I've been reading Huruki Murakami's 'What I Talk About When I Talk About Running,' his memoir about being a novelist and a long time runner. It's a good time for me to read stuff like this because it's helping me refocus as I'm finally coming back to life.
He writes about how running is much like writing and how it balances his life. For me, running has been a little bit of a struggle lately. I can not reconcile what I know to be my potential and what I'm actually doing lately on the roads. I've felt sluggish even though I've been upping the frequency of my running.
That has changed over the past few days and week. The past few sessions, seemingly out of nowhere, I'm getting my groove back.
It's true that there are different sorts of running and I think that in the past 800 or so posts that I've written on this blog, it's likely that I've skewed towards the longer distances. I remember the first time I tried a 20K run, years ago on a summer day. I had everything wrong, no hat to sop up the sweat, not enough water to rehydrate and not enough shade to protect me from the rays. But after the run, I felt happy, exhausted and exhilarated.

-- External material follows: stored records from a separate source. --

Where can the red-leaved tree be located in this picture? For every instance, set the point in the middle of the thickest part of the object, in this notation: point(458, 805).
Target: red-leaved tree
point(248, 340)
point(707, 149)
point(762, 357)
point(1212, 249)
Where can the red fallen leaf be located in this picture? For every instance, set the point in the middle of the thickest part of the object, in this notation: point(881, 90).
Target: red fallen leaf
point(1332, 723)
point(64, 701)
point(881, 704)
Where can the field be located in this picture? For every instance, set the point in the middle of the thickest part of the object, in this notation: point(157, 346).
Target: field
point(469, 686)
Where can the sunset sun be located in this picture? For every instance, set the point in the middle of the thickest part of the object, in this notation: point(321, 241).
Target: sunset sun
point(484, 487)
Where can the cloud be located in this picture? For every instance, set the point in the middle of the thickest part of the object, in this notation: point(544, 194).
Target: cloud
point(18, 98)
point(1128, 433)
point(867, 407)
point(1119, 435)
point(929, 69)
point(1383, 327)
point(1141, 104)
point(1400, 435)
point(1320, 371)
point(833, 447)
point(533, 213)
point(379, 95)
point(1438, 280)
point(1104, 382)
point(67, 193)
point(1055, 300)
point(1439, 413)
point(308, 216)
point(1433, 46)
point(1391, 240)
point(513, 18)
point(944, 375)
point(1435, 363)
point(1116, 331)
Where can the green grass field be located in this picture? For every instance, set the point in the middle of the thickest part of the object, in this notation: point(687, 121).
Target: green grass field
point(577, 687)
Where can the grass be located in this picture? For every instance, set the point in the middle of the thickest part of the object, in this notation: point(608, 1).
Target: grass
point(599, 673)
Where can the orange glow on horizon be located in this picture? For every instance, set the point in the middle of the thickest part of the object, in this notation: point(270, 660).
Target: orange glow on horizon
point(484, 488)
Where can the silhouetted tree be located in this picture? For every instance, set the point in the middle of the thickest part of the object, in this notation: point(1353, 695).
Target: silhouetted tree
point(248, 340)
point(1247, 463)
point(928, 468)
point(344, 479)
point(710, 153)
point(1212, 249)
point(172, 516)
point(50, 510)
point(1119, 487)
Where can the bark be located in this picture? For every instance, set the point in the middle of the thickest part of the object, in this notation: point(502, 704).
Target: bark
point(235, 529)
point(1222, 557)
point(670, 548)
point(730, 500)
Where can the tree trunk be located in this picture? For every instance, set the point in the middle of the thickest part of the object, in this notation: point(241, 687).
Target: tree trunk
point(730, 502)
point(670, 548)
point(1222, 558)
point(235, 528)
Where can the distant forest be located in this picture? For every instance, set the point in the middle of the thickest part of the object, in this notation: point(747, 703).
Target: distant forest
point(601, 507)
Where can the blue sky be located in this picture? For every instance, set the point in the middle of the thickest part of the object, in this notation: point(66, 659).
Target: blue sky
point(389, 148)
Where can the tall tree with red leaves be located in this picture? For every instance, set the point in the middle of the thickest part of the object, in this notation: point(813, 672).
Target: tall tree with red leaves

We write, us long distance runners, about the runner's high. There's widespread debate and there seems to be enough of a divide of those who think it exists and others who get the high when they stop running (my favourite quote from the Spirit of the Marathon documentary). Me, I every time I embark on a long run, the first 6 kilometres feel bad. I can never get into it and my lungs and heart just seem out of synch. My body needs that half hour or so to realize that I'm about to ask a hell of a lot more of it.
Today's run was a return to those days. It was sunny, bright, cold but the type of chill that a runner relishes. We build up plenty of heats with each successive kilometre.

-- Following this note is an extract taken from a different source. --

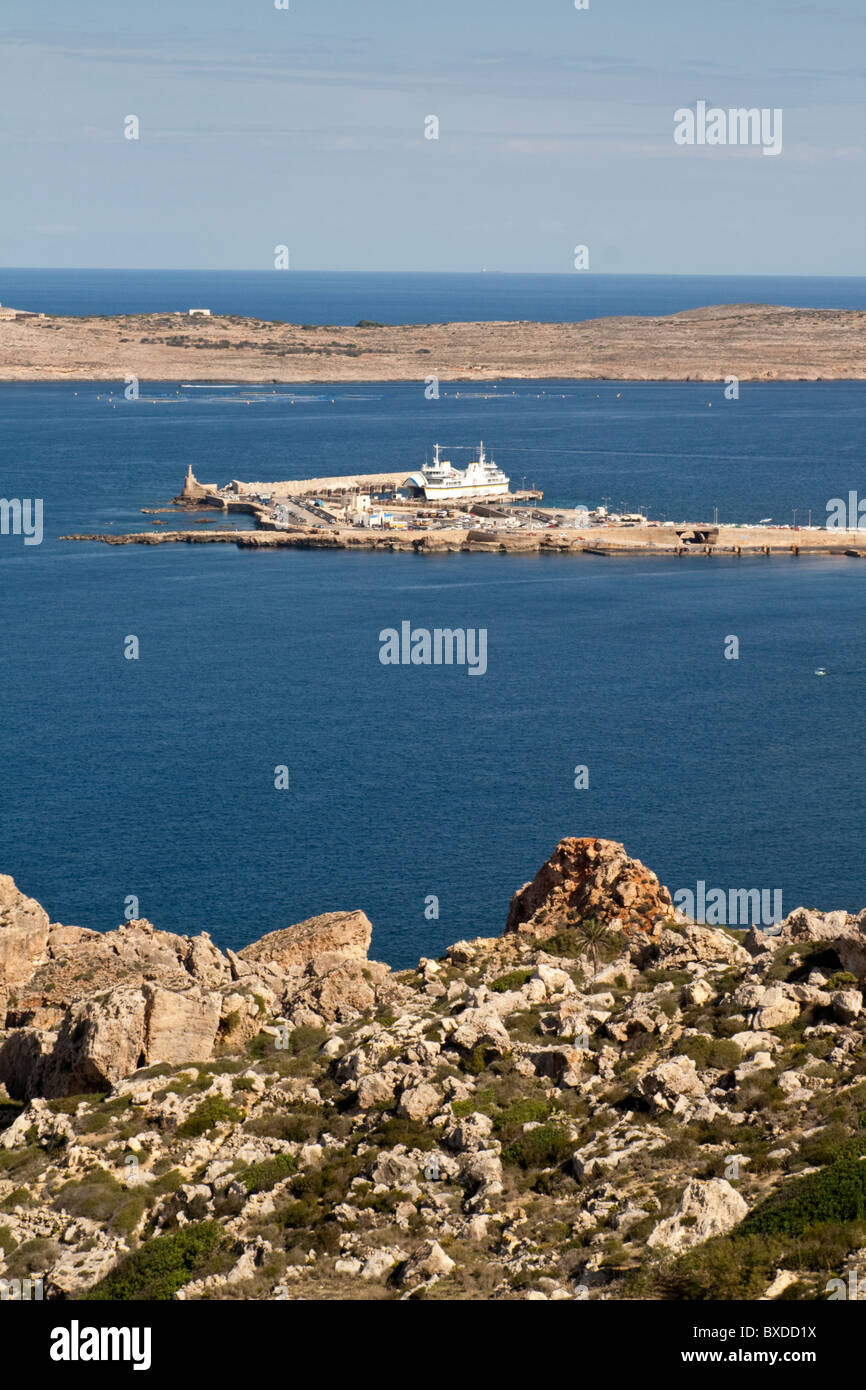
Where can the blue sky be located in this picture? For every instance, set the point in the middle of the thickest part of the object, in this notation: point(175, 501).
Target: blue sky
point(262, 127)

My first five ranged from from 5:11 to 5:30 kilometres. I felt ugh. I turned a corner and into city streets. By the time I reached the 10th kilometre, I had upped my pace to 5:06. I stopped about 11 kilometres in to admire the view of the lake, the sun glistening off its surface, I had come 10 kilometres to get this view, then I was on my way again.
Then something happened. I started running on streets to give the pedestrians the sidewalk, and I started flying. 4:53s, 4:36s, I started to find my running pace. During those last 8 kilometres, I was running on the same course that I ran the Scotiabank Marathon last year, and I remembered how I imploded in those last few miles and I got a lump in my throat, almost on the verge of tears of the memory of how well that day began and how horrible it ended. Today's run was just another long run, I've done countless of these 13+ plus milers, but it was something more. I was shaking off the winter on this spring-like day. I was refinding my stride and feeling the more powerful with every surge that I threw in. I was getting the heart back up there, I was breathing hard and for that last blissful hour, I was refinding my pace and I felt like a giddy kid doing so.
This is the longest run of this year and in those miles, I rediscovered the long distance runner in myself emerge. He threw down a 4:33 22nd kilometre and for good measure, another one. My pace is back, and although the winter will come back, I'm ready for the season. At the very end, I felt happy, exhausted and exhilarated.
14.92 miles in 2:00:38.
So I've run 40 miles for the week, and I'm just getting started. To get things rolling, I've signed up for four races in the coming months, the calendar is being set.